Effects of Infusion = Expansion of Plasma Volume
What are the Pros and Cons of giving Albumin?
Pros
- May be useful in specific situations to expand plasma volume
- Possible marginal benefit in severe sepsis – See Critical Care Review
- Theoretical benefits – oxygen radical scavenging and plasma protein binding of toxins but no proof of benefit in clinical setting
- Anecdotally favoured by many critical care practitioners despite a paucity of evidence to suggest benefit
- Acute Respiratory Distress Syndrome (ARDS) patients in the SAFE study did better with albumin
- ARDS patients had improved haemodynamics when given diuretics and albumin in a 2005 study
- Overall, albumin is associated with improved outcomes in patients with severe liver disease
- In a low albumin state associated with liver disease Albumin may reduce mortality
- In a low albumin state associated with liver disease Albumin may reduce renal failure
- May improve response to diuretics in liver patients
- May prevent the ‘Post Paracentesis Syndrome‘ after an ascitic tap (i.e. deleterious changes to circulation associated with a risk of renal dysfunction, haemodynamic instability, rapidly recurrent ascites and dilution hyponatraemia)
Cons
- Human albumin solutions are more expensive than other colloids and crystalloids
- Viral Transmission (minimal risk of viral transmission because albumin preparations are heat-treated)

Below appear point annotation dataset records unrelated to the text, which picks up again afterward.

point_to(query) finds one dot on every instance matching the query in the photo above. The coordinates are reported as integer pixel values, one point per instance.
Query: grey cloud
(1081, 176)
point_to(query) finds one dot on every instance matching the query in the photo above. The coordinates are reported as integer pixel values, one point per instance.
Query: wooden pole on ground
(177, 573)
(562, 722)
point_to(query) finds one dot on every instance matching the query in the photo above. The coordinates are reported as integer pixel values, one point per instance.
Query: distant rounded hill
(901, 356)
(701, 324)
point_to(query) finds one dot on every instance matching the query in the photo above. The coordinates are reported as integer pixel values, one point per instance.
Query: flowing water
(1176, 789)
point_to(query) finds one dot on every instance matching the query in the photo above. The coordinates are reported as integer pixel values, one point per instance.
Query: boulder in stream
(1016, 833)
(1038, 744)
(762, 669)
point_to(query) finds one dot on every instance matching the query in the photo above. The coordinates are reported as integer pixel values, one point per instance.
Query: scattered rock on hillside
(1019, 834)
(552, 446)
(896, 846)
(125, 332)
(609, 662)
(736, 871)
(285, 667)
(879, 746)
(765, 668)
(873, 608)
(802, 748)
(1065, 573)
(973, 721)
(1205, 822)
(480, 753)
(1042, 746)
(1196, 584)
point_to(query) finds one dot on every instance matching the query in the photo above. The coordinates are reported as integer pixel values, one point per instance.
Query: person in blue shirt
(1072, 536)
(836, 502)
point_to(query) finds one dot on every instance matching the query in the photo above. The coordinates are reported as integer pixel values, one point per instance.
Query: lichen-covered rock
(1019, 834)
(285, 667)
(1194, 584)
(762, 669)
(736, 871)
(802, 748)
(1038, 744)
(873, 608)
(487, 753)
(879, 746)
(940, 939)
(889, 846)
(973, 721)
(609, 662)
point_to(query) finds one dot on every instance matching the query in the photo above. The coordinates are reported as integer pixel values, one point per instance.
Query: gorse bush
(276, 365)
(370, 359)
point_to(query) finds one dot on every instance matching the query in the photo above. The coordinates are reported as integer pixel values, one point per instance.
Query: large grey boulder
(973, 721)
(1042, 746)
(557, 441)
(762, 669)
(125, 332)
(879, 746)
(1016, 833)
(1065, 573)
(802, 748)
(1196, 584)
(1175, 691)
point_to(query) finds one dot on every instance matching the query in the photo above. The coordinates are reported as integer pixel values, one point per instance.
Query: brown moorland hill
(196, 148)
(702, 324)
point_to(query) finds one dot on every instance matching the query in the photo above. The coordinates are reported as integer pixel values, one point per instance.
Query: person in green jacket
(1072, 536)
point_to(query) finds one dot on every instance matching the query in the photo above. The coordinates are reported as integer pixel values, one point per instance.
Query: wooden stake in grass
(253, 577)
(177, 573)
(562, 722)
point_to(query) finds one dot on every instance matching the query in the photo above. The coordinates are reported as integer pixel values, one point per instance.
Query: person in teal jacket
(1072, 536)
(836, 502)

- Allergic reactions (rare),
- Coagulopathy (rare) – mostly due to dilution
- Limited evidence base of advantage over crystalloids – The Cochrane Review concluded:
“For patients with hypovolaemia, there is no evidence that albumin reduces mortality when compared with cheaper alternatives such as saline. There is no evidence that albumin reduces mortality in critically ill patients with burns and hypoalbuminaemia.“
- Increased mortality in Trauma patients
- Contamination has been reported as an issue
What is the evidence of the administration of Human Albumin?
SAFE Study (Finfer et al)
- No overall benefit in primary outcome of 28 day mortality from 4% albumin in ICU patients
- Almost 7000 patients
- Patients with Head Injury did worse in later analysis
- This may be because the fluid is hypo-osmolar
- SAFE Study Commentary as a varied interpretation
Cochrane Review (Roberts et al)
Looked at the effect of giving albumin compared with saline in critically ill or injured people and concluded that there was very limited evidence and that cost should significantly limit its use.
Critical Care Review (Myburgh et al)
Conclusions – “Although the SAFE study confirmed the safety of using albumin compared with saline in a heterogeneous population of critically ill patients, and many ICU clinicians con- tinue to favour colloid resuscitation, there is no definitive evidence that colloid solutions offer benefits over crystalloid solutions such as saline. Crystalloid solutions appear equally effective and are substantially cheaper; use of saline is associated with significantly improved outcomes in patients with traumatic brain injury. The use of colloids in patients with severe sepsis requires further study to determine firstly whether starch is safe, and secondly whether the use of any colloid improves outcomes compared with crystalloid.”